Integrando o 20º Encontro USP Escola, a atividade levou professores a construírem coletivamente uma paleta com os tons que consideram ideal em espaços de ensino



Qual a cor da sua escola? Quais as tonalidades devem compor os espaços de ensino? As cores influenciam os processos de ensino-aprendizagem? Essas foram as reflexões levadas a professores de várias partes do país na oficina ‘Escola Conectada: Semiótica das Cores – a escola e seus tons’, realizada pelo Instituto Devir Educom nesta quarta-feira (21), no 20º Encontro USP-Escola, organizado pela Associação dos Professores de Escolas Públicas (APEP).


A atividade virtual contextualizou o papel e a potencialidade das cores na significação e na ressignificação da escola. A partir da observância do uso de cores em espaços formais e não-formais de ensino, os docentes analisaram a relação delas com os objetivos, valores e realidade da comunidade escolar. E interpretaram as cores da escola a partir de seu repertório individual.
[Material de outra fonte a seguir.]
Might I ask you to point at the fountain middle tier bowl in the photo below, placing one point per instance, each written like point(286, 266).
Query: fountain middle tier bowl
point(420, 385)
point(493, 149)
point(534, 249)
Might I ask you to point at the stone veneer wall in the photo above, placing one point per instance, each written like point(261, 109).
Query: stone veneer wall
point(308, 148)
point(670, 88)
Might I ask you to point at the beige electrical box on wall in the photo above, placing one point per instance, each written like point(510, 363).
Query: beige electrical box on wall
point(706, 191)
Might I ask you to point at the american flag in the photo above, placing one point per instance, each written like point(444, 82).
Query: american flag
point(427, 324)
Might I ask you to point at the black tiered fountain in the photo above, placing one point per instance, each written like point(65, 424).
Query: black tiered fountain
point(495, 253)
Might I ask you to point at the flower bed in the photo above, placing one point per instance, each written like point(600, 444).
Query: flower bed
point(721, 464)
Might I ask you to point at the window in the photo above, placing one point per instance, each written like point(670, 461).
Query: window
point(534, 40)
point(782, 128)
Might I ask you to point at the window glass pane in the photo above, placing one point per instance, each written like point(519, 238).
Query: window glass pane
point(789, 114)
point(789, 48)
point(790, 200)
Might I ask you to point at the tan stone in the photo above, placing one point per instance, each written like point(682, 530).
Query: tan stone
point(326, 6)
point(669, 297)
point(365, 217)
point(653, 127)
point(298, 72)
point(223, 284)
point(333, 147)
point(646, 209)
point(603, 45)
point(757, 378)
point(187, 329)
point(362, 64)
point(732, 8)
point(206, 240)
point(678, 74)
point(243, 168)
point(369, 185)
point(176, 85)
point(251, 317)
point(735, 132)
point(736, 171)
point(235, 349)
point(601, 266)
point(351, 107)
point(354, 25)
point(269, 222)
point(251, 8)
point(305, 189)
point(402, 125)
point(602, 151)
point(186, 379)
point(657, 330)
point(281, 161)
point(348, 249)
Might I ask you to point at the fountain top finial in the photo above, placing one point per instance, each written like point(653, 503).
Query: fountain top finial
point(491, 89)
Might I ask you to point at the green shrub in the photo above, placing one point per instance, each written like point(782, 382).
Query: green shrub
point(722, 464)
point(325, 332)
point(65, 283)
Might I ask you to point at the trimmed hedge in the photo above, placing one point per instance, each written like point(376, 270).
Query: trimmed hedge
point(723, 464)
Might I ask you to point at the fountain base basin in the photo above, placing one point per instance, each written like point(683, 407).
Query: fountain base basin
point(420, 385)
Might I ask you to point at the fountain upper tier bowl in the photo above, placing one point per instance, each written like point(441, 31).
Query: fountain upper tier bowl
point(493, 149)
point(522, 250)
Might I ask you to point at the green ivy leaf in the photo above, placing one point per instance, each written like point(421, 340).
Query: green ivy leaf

Os educomunicadores do Devir Educom, Andressa Luzirão, Ivone Rocha e Pedro Mendes, explanaram sobre a semiótica a partir de Lúcia Santaella, uma das principais divulgadoras da semiótica e do pensamento do teórico Charles Peirce no Brasil. Também abordaram a influência dos tons sobre as emoções e a dimensão imaterial da cor, que traz simbologias culturais, regionais e religiosas. “A cor expressa sentimentos e comunica ideias. Ela deve ser uma construção coletiva da comunidade escolar, desenvolvendo o sentido de pertencimento nos alunos e nos demais agentes da educação pelo espaço”, ressaltou Ivone.


Durante a oficina, os participantes foram provocados a pensar na cor das palavras afeto, educação, comunhão, subversão, revolução, inovação, amizade, memória, solidão, voz, silêncio, protagonismo e responsabilidade, e construíram coletivamente uma paleta de cores com os tons que consideram ser ideais para uma instituição de ensino. Predominou o colorido, em especial o laranja, o azul, o verde e o amarelo.

Uma das participantes comentou que a escola, “quando se assemelha muito a tons neutros, segundo Foucault, se aproxima do paradigma das instituições disciplinares, como o hospital, a prisão etc”. Outra professora disse: “Eu tenho uma escola que digo que é a minha escola do coração, a escola azul”. Já outro contou que, na escola em que trabalha, as cores são azul, laranja, branco e cinza. “Não havia pensado nesses significados”, disse.


Nesta quinta-feira (21), o Instituto Devir Educom encerra sua participação no 20º Encontro USP-Escola com a palestra 'Jornalismo no currículo escolar – contribuições para a contextualização das disciplinas sob o olhar da BNCC’.